L’art du Yoga

Un joyau millénaire

L’origine du yoga, pratique indienne ancestrale, remonterait à la période védique dont les textes sacrés sont datés entre 3000 et 300 av. J-C. C’est ce dont atteste le sceau de Mohenjo-Daro, daté d’environ 2000 av. J-C, qui représente un personnage dans une posture de méditation. Néanmoins, les enseignements védiques furent transmis oralement probablement dès 5 000 ans av. J-C.

Le mot yoga – योग – tire sa racine du sanskrit « yuj » qui signifie : joindre atteler, relier. Il s’agit en l’occurence d’unir l’être « jivatman » et le principe suprême « paramatman ».

Seau de Mohenjo Daro

Une quête philosophique

Dès 700 av. J-C, les Upanishads – recueils de textes philosophiques à l’origine de l’hindouisme – introduisent le concept fondamental de Sarvam, monde plus vaste que notre monde, englobant le visible et l’invisible. Quatre mondes, ou lokas, sont alors définis – du plus tangible au plus subtil – les trois premiers étant transitoires et le dernier permanent, sans limitation. On considère alors que le yoga a pour finalité de transformer et transcender notre corps éphémère, périssable, limité à tout point de vue, pour atteindre une forme permanente au-delà de l’espace, du temps et de la causalité. La Yoga-tattva-Upanishad décrit tout particulièrement l’alchimie qui s’opère, atome après atome, pour transformer progressivement l’homme.

Outre ces écritures sacrées révélées (Védas, Upanishads et Brahma Sutras qui forment la Shruti ou « révélation »), des textes mineurs, Smritis, mentionnent également le yoga. On compte parmi eux le célèbre poème épique du Mahâbharata, formalisé entre 600 à 300 av. J-C. La Bhavavad-Gîtâ, bien qu’ étant un fragment de ce dernier, fut élevée au rang d’une Upanishad. Synthèse de textes sacrés anciens, elle livre les enseignements fondamentaux de l’hindouisme et décrit ainsi le yoga :

« Le yoga est l’équanimité dans le succès et dans la défaite.

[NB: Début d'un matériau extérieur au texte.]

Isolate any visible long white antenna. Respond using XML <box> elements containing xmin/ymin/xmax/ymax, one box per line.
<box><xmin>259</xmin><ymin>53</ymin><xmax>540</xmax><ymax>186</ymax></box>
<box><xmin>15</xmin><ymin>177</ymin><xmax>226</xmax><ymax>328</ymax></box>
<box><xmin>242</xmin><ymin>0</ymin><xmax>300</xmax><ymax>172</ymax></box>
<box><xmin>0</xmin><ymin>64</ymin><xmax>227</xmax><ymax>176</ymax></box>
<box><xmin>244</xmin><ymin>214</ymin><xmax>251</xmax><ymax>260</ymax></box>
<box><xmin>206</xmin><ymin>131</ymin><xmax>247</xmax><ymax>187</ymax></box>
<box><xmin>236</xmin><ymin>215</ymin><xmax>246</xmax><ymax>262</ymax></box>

Le yoga est l’efficacité dans l’action.

Le yoga est ce qui donne une joie inconnue.

Le yoga est la sérénité.

Le yoga est ce qui détruit la douleur. »

                                                                                           La Bhagavad Gîtâ

Une sagesse atemporelle

Nous devons au Sage Patanjali le premier texte fondamental, les «Yoga Sutras», dans lequel il est traité de la philosophie, des buts mais aussi des techniques du yoga. Cet ouvrage se pésentant sous la forme de 195 aphorismes organisés en 4 chapitres est apparu entre 200 av. J-C et 500 ap. J-C. Il est à la base de la pratique moderne du yoga. Patanjali y décrit notamment les 8 membres du yoga qui permettent d’atteindre la
libération de la souffrance par la sagesse et la pratique corporelle (asana), 3ème membre, s’inscrit dans une préparation à des pratiques d’ordre spirituel. La pratique de la méditation (dyana), 7ème membre, ne surviendra qu’ultérieurement, après avoir maîtrisé le pranayama (l’art de respirer), pratyahara (la maîtrise des sens), dharana (la concentration). Le but ultime étant samâdhi, l’ état de pure conscience.
Le yoga quittera son berceau au XXè siècle, alors que l’Inde est sous domination britanique. L’Occident commence alors à se passionner pour les courants spirituels orientaux, notamment le buddhisme, le taoïsme.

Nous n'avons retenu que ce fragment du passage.